Enfin, la troisième partie tente de mettre en évidence la portée de cette œuvre. Pour ce faire, il s'agit dans un premier temps de réaliser une pré-enquête sociologique à l'aide d'entretiens, afin de mesurer l'impact du film sur un public. Puis, dans un second temps, les conséquences de cette œuvre doivent être étudiées au sein des Pink Floyd, et plus particulièrement sur Roger Waters, le compositeur. Enfin, il est intéressant de mesurer la réelle part d'innovation de ce projet, par rapport à ce que l'on pourrait qualifier d'évolution « logique » d'un point de vue musical, technologique et historique. Pour finir, Tommy, des Who, album paru en 1969 et qui a été ensuite réalisé en film en 1975, représente un élément de comparaison intéressant.
Pour tenter de comprendre une œuvre dans sa globalité, il faut l'inscrire dans son contexte d'émergence et prendre en compte les diverses répercutions de ce contexte sur l'œuvre elle-même. En travaillant dans cette optique, j'ai pris conscience qu'au-delà d'appartenir à son contexte (époque sur le plan musical), The Wall nous livre un véritable témoignage de la société post-Seconde Guerre mondiale anglaise. Par extension, il délivre des informations qui peuvent s'extrapoler à notre société occidentale et à l'homme moderne en général. Le terme de « témoignage » est capital, car si The Wall critique cette société, il ne s'inscrit pas dans une démarche explicative ou intellectuelle.

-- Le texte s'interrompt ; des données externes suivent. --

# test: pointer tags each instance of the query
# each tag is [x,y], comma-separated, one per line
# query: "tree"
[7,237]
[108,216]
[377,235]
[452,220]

Le choix d'un tel sujet, et surtout la manière de l'aborder n'est pas sans risque. La musicologie universitaire reste encore peu développée en matière de musique actuelle, ce qui inscrit ce mémoire dans une dimension peu conventionnelle. De plus, à l'intérieur même de ce que l'on peut regrouper sous l'étiquette de « musique actuelle », The Wall reste une œuvre très dense. Elle se décline sous plusieurs aspects et sa structure est très complexe. De plus, j'ai fait le choix de traiter ce sujet avec une approche hors des sentiers battus de l'analyse musicologique. Ceci ne représente en aucun cas une volonté délibérée de me démarquer, mais bien au contraire une réelle détermination d'inscrire The Wall dans la dimension qui est la sienne. Une analyse purement musicologique, au-delà de l'intérêt majeur qu'elle représenterait, dénaturerait The Wall, car il est indissociable de sa dimension sociale. Cependant, je suis issue d'un cursus musicologique, et non sociologique, et même si je pressens l'importance de cette matière, et les riches notions qu'elle peut apporter pour soutenir mon analyse, je n'en ai pas moins d'importantes lacunes.
Malgré la prise de conscience de tous les risques qu'implique ce mémoire, je reste bien décidée à mener à bout ce sujet, car il me semble primordial d'adapter un type d'analyse à l'œuvre étudiée. Ainsi, la prise de risque que je réalise en décidant ce type d'approche me paraît moindre comparée au risque de dénaturer une œuvre à travers une analyse inadéquate.
Pour finir, je tiens à préciser quelques écarts de conventions typographiques : les titres des albums apparaîtront en italique souligné et les titres de morceaux en italique. Ainsi, les confusions entre les albums et les nombreux titres éponymes seront limitées, ce qui facilitera la lecture. De la même façon, The Wall renvoie à l'œuvre en général, et The Wall à l'album uniquement. Les titres d'ouvrages seront, eux, présentés selon les conventions, en italique.
1) BONTE Pierre, IZARD Michel, Dictionnaire de l'ethnologie et de l'anthropologie, Paris, Quadrige/Presse Universitaire de France, 1991, page 248.
2) Notons l'émergence des « Protest Songs », les chansons contestataires, avec notamment Bob Dylan, ou encore Joan Baez. Issues du blues, comme le rock, elles font partie du large éventail des multiples courants musicaux qui ont vu le jour ce siècle dernier.